The legal challenge stems from Xiangcai Co.,Ltd.'s proposed merger with Shanghai Dzh Limited through a share swap, accompanied by a fundraising plan. While shareholders approved the merger during a meeting on October 13, Wang Gongwei alleges procedural flaws in the voting process.
Wang contends that the merger constitutes a significant related-party transaction, as Xiangcai Co.,Ltd. and Shanghai Dzh Limited have existing connections. According to Shanghai Dzh Limited's shareholder meeting rules and the Shanghai Stock Exchange listing regulations, transactions exceeding 30 million yuan or 5% of net assets require prior auditing or valuation by qualified securities intermediaries before shareholder approval.
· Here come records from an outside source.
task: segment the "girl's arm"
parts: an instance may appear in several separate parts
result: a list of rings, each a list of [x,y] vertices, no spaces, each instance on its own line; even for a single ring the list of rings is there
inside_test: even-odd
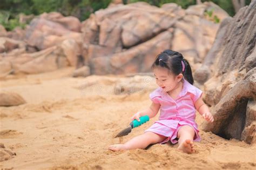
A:
[[[210,112],[209,108],[203,100],[201,96],[196,101],[194,106],[200,114],[201,114],[205,119],[211,123],[213,121],[213,117]]]
[[[160,104],[152,103],[150,107],[138,112],[133,115],[131,120],[137,119],[139,121],[139,118],[142,116],[147,115],[150,118],[153,118],[157,115],[160,108]]]

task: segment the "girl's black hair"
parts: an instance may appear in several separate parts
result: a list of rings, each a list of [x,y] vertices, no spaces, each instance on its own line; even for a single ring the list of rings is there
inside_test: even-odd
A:
[[[185,65],[184,71],[182,71],[181,61],[183,61]],[[166,68],[170,72],[175,75],[181,73],[184,78],[191,84],[194,84],[194,79],[190,65],[179,52],[171,50],[164,51],[157,56],[151,68],[153,69],[157,66]]]

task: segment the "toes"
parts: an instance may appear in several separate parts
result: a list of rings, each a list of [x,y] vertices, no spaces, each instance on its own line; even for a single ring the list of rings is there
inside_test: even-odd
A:
[[[186,143],[187,143],[187,144],[190,144],[191,142],[190,139],[186,139],[185,141],[186,141]]]

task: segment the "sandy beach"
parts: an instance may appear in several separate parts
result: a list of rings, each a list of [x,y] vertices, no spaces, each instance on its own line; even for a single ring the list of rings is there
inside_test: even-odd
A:
[[[255,144],[228,140],[201,130],[202,141],[196,142],[196,152],[192,154],[177,151],[177,145],[170,142],[146,149],[108,150],[111,144],[143,133],[159,113],[129,135],[113,138],[134,113],[150,104],[149,92],[115,95],[111,89],[116,76],[71,78],[73,69],[1,80],[1,91],[18,93],[26,103],[0,107],[0,143],[16,154],[0,162],[0,168],[255,169]],[[199,130],[203,121],[197,114]]]

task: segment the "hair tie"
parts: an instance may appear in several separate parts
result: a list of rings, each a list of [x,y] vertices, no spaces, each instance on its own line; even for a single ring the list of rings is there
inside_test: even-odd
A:
[[[185,70],[185,64],[183,60],[181,60],[181,65],[182,65],[182,72],[184,72]]]

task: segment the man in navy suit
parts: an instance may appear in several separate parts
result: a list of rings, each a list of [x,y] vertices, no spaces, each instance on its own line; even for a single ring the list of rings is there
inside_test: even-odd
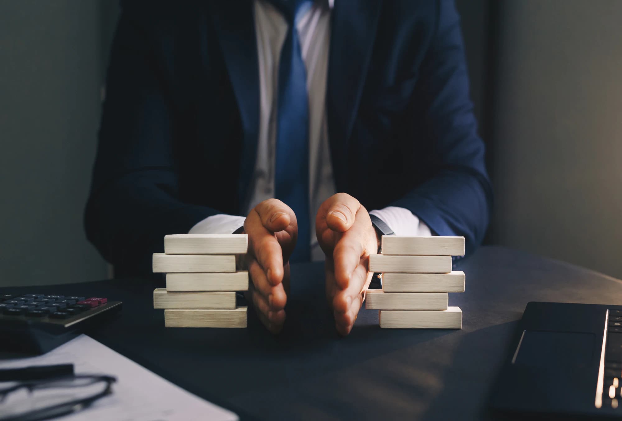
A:
[[[85,214],[117,276],[148,273],[165,234],[244,232],[266,327],[289,262],[325,257],[347,334],[373,220],[481,242],[492,193],[451,1],[122,6]]]

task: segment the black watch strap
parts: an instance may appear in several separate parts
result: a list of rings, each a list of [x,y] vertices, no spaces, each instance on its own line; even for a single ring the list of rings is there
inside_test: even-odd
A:
[[[381,235],[395,235],[393,230],[389,228],[389,225],[378,217],[369,214],[369,219],[371,220],[371,225],[374,226],[374,228],[376,229],[376,230]]]
[[[386,223],[376,216],[375,215],[372,215],[369,214],[369,219],[371,220],[371,225],[373,226],[374,229],[378,232],[381,237],[383,235],[395,235],[395,233],[393,232],[393,230],[389,227],[389,225]],[[378,246],[378,253],[381,252],[380,246]],[[369,284],[370,290],[379,290],[382,288],[382,281],[380,278],[380,273],[374,273],[374,276],[371,278],[371,283]]]

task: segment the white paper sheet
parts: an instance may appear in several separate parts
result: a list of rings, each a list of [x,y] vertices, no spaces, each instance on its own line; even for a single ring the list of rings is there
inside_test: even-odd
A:
[[[62,421],[233,421],[233,412],[204,400],[86,336],[45,355],[0,360],[0,369],[71,363],[77,374],[106,374],[117,379],[113,393]]]

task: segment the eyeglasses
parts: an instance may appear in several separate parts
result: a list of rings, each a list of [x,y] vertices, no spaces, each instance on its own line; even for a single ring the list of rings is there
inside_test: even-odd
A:
[[[109,376],[72,376],[0,389],[0,421],[39,421],[80,411],[112,394],[116,381]]]

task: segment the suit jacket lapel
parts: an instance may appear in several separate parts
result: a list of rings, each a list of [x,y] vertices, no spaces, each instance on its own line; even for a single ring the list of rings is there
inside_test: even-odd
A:
[[[244,129],[238,184],[239,203],[243,207],[252,184],[259,127],[259,73],[253,3],[248,0],[219,0],[210,4],[212,22]]]
[[[347,151],[358,110],[381,0],[337,0],[332,12],[327,109],[333,172],[337,189],[346,188]]]

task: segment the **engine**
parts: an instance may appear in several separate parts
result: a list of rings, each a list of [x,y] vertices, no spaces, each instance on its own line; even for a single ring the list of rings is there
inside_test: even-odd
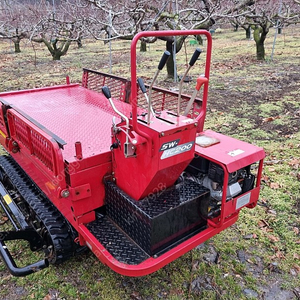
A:
[[[251,166],[241,168],[228,174],[226,201],[253,189],[255,176],[250,172]],[[180,181],[192,180],[210,190],[208,217],[215,217],[220,213],[221,200],[224,191],[223,168],[203,157],[196,156],[181,174]]]

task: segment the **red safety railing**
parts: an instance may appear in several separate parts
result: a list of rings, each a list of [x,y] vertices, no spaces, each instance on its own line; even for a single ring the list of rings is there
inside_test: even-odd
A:
[[[112,98],[130,103],[131,94],[131,81],[123,77],[113,76],[104,72],[98,72],[90,69],[83,69],[82,86],[101,92],[102,87],[106,85],[111,91]],[[149,86],[145,84],[146,88]],[[140,89],[137,90],[138,106],[139,108],[146,110],[147,101]],[[180,111],[183,113],[184,109],[190,100],[189,95],[182,95],[182,101],[180,105]],[[152,88],[152,107],[155,111],[169,110],[176,112],[178,103],[178,93],[166,90],[160,87],[154,86]],[[196,98],[198,103],[202,103],[200,98]],[[196,117],[196,116],[195,116]]]

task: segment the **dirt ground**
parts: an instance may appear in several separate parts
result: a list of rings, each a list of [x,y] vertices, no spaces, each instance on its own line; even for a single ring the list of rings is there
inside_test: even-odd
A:
[[[265,148],[257,208],[243,213],[225,233],[145,278],[115,275],[91,253],[29,279],[12,278],[0,265],[0,298],[300,299],[300,34],[291,32],[279,37],[273,61],[269,38],[265,62],[255,59],[253,41],[244,41],[238,33],[214,37],[206,128]],[[242,54],[235,55],[238,47],[243,47]],[[7,47],[2,50],[0,91],[60,84],[66,73],[79,81],[86,65],[107,68],[107,60],[97,60],[101,51],[89,56],[86,49],[74,49],[62,62],[45,56],[35,66],[26,51],[16,57]],[[127,54],[114,54],[113,61],[121,66],[128,62]],[[127,74],[128,68],[121,66],[122,72]],[[187,90],[192,92],[193,84]]]

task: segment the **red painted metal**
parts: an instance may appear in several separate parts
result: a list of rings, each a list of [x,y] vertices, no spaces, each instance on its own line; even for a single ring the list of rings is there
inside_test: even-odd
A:
[[[88,247],[94,252],[96,257],[110,267],[115,272],[126,276],[144,276],[151,274],[165,265],[169,264],[173,260],[192,250],[199,244],[207,241],[214,235],[220,233],[222,230],[234,224],[238,219],[238,215],[233,215],[226,219],[222,227],[219,228],[207,228],[206,230],[198,233],[192,238],[184,241],[177,247],[167,251],[161,256],[154,258],[151,257],[138,265],[128,265],[119,262],[99,243],[99,241],[90,233],[85,225],[79,226],[79,232],[83,236],[84,240],[88,241]]]
[[[147,116],[141,115],[145,112],[146,102],[136,84],[137,42],[142,37],[183,34],[201,34],[207,39],[204,79],[198,82],[203,85],[202,99],[194,104],[193,119],[177,116],[168,110],[176,111],[174,103],[178,94],[153,87],[153,106],[161,114],[152,117],[147,124]],[[245,206],[252,208],[257,203],[265,156],[263,149],[211,130],[203,132],[211,47],[211,36],[205,30],[141,32],[131,44],[131,82],[85,69],[82,86],[67,81],[64,86],[0,94],[1,144],[78,231],[80,243],[87,245],[99,260],[120,274],[142,276],[158,270],[231,226],[238,219],[240,209]],[[112,86],[113,102],[130,119],[130,128],[124,128],[125,122],[99,93],[104,84]],[[189,96],[182,95],[182,99],[186,105]],[[120,130],[116,130],[118,136],[111,130],[113,120]],[[136,153],[127,158],[118,144],[124,144],[126,131],[131,142],[136,140]],[[197,137],[200,135],[218,142],[199,146]],[[192,146],[179,155],[164,157],[164,151],[160,150],[174,141],[178,145],[192,142]],[[113,152],[112,143],[117,145]],[[221,213],[208,220],[207,229],[159,257],[149,258],[138,265],[117,261],[86,226],[95,219],[95,210],[105,205],[104,178],[114,178],[122,190],[138,200],[156,192],[159,186],[163,189],[174,184],[195,154],[223,169],[224,191],[228,187],[229,173],[258,162],[255,187],[230,200],[226,199],[224,192]],[[242,197],[247,201],[241,201]]]
[[[181,30],[165,30],[165,31],[143,31],[139,32],[132,40],[131,43],[131,82],[137,81],[136,75],[136,45],[138,41],[142,37],[151,37],[151,36],[178,36],[182,35],[183,32]],[[207,39],[207,48],[206,48],[206,62],[205,62],[205,77],[209,80],[210,73],[210,61],[211,61],[211,50],[212,50],[212,38],[208,31],[206,30],[185,30],[185,35],[205,35]],[[197,121],[200,122],[201,126],[204,124],[204,119],[206,115],[206,102],[208,95],[208,84],[204,85],[203,92],[203,110],[201,114],[198,116]],[[138,107],[138,98],[137,98],[137,86],[135,84],[131,87],[131,103],[132,103],[132,126],[133,130],[136,131],[141,136],[144,136],[148,141],[150,140],[147,134],[142,130],[137,122],[137,107]],[[198,128],[198,132],[200,132],[203,128]]]

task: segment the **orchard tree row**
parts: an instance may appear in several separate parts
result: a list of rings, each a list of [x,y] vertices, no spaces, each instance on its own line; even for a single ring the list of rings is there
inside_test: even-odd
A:
[[[145,30],[209,30],[220,22],[244,28],[246,35],[252,30],[257,59],[264,60],[270,28],[300,22],[300,0],[0,0],[0,38],[11,40],[15,52],[21,51],[22,39],[44,43],[54,60],[85,38],[107,42]],[[173,53],[185,38],[161,39]],[[141,47],[153,42],[144,39]]]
Wang claims the company failed to commission such assessments for Xiangcai Co.,Ltd.'s assets or present related reports during the meeting, rendering the resolution invalid.
Shanghai Dzh Limited maintains that all merger procedures comply with regulations and that the shareholder resolution remains legally binding. The company has pledged to address the lawsuit appropriately. Financial advisor Yuekai Securities, legal counsel Beijing Guofeng Law Firm, and meeting witness law firm Grandall Legal Group (Shanghai) have all issued statements affirming the legality of the merger approval process. They argue the transaction doesn't constitute an "asset purchase or sale" requiring Xiangcai Co.,Ltd.'s valuation, with no violations of laws or company bylaws.
Xiangcai Co.,Ltd. reported strong Q3 2025 results, with revenue reaching 655 million yuan (up 43.77% YoY) and net profit hitting 300 million yuan (surge of 315.25%). Cumulative nine-month revenue stood at 1.799 billion yuan (16.15% growth), with 442 million yuan net profit (203.39% increase), already surpassing full-year 2024 figures.
In contrast, Shanghai Dzh Limited remains unprofitable despite improvement. Nine-month revenue grew 8.78% to 564 million yuan, though net losses narrowed by 85.3% to 29.5624 million yuan. While cost-cutting measures show effect, profitability challenges persist.
The merger's prospects now face uncertainty amid the legal dispute. Market observers had viewed the combination as transformative, potentially creating China's second-largest internet brokerage by revenue and profit—following successful precedents like East Money Information's acquisition of Tongxin Securities and Guide Investment's purchase of Maco Securities.
Investors now await judicial and regulatory outcomes to determine whether this "finance meets technology" union will proceed as planned.